In this case, however, if an institutional investor or activist fund were to propose a change in the Articles of Incorporation similar to that done by Soracom and Advantest, there is a very good chance that the resolution would pass. This is because dissatisfaction with current AGM scheduling practices is a market-wide issue that institutional investors and investor groups have been up in arms about for years. Even the government is getting into the act.
A further constructive suggestion would be to propose a change to the Articles requiring annual disclosure of director training and governance-related training (legal, governance, finance, etc.) provided to directors, executive officers, and directors of the company and its major subsidiaries in the previous year. Currently, many companies do little to ensure that the sort of training and “refreshment” required by the Corporate Governance Code is given. A two-hour lecture by a lawyer or well-known figure every few years is deemed sufficient, for instance. Moreover, investors have no way of knowing whether a particular firm took any significant action in this area or not.

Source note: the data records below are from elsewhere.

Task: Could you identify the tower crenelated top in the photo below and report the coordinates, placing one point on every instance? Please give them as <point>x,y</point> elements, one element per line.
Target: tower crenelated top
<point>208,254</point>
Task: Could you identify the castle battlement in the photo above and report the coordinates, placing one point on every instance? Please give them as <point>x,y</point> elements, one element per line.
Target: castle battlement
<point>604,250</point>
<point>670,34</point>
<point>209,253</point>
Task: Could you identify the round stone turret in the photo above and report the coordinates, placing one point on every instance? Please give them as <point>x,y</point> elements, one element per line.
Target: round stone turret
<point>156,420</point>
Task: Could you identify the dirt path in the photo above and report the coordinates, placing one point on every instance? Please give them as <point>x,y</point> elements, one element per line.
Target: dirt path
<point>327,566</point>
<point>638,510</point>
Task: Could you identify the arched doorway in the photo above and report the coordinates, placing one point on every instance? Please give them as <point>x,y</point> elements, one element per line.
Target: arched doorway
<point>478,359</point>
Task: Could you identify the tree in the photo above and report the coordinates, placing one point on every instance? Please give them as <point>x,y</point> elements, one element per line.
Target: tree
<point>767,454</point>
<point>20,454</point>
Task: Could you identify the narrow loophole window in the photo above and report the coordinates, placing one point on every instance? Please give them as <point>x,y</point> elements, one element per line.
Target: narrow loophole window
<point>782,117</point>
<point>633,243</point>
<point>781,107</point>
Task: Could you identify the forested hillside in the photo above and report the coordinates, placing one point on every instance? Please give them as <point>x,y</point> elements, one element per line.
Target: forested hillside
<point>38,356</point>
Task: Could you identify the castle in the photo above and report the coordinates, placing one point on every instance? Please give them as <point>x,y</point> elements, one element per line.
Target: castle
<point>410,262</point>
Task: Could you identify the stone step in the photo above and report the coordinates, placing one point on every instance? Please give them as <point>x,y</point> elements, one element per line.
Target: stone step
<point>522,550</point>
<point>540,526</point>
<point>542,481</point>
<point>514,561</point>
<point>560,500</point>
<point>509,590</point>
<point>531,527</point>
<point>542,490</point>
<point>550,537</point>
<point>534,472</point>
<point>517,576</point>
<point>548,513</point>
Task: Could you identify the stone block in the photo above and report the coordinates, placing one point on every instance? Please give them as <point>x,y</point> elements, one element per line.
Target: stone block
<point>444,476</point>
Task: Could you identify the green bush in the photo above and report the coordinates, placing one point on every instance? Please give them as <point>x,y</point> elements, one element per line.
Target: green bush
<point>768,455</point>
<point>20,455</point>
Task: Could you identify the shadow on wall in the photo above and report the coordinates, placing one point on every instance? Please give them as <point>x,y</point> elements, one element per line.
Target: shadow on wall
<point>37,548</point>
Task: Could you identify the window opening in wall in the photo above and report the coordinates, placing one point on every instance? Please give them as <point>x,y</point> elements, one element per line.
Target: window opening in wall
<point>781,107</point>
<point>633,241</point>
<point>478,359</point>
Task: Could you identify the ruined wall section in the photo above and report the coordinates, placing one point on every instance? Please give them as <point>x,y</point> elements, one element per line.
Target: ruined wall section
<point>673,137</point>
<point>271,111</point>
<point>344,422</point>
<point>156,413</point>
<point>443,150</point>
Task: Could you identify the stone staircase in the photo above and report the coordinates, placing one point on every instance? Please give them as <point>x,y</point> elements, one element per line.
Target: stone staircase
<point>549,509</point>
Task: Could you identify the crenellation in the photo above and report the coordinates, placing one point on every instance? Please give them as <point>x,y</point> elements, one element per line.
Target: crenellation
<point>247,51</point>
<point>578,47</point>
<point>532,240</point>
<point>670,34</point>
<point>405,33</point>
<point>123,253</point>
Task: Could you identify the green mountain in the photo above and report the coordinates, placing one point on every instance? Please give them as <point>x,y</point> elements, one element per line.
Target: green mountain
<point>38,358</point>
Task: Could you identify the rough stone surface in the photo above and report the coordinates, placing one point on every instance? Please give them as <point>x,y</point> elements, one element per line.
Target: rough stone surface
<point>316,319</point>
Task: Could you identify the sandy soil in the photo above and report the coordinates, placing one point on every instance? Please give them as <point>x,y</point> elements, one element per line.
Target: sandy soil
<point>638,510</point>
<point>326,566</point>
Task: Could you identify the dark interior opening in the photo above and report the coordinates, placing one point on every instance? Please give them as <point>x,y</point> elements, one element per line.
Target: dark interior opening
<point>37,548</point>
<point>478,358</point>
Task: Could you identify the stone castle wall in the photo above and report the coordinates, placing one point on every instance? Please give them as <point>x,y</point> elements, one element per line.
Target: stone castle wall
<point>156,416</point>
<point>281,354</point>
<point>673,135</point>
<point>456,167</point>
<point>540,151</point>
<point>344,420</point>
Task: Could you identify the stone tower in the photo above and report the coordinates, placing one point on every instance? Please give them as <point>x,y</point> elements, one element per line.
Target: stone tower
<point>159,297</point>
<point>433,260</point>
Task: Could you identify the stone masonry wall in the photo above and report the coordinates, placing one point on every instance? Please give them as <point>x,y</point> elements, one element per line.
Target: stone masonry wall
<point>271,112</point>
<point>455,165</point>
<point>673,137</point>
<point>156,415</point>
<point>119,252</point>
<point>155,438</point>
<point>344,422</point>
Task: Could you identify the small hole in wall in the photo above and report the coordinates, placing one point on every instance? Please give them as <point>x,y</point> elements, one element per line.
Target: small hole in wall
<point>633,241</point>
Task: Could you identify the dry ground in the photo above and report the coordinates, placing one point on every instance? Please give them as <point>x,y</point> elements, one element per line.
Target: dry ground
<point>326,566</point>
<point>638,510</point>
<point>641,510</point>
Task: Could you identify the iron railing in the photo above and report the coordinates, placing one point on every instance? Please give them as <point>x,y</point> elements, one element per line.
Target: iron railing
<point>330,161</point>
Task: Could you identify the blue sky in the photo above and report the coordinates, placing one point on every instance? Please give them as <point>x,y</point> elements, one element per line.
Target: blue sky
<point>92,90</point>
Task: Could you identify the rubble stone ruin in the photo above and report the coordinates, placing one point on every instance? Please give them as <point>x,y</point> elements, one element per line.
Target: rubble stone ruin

As a result, scandals continue to occur and average price-book ratios remain stagnant at around 1.4x despite the TSE’s cost of capital policy. When it comes to training and investing in “human capital”, actions are far more important than abstract “policy” statements. The only way to encourage action is to require disclosure of what was actually done in the previous year.
Because these two proposals are in the best interests of all shareholders, the proposer would be regarded as a constructive, reasonable shareholder.
Very Difficult to Oppose
What would make these two proposals so effective, and likely to succeed, is that they are not only beneficial to both the corporation and its shareholders, but also very difficult to oppose. It would be very difficult for a company to find a reason to oppose the first proposal, and if it also opposes the second proposal, it would seem to also have little regard for the interests of shareholders or investment in the most valuable group within its human capital, executives and the board. To ignore the interests of shareholder to this extent, on two issues at once, would likely attract criticism and negative attention.
I believe that most reputable companies would almost certainly accept at least the first proposal, turning it into a “company proposal” that would be certain to be be approved.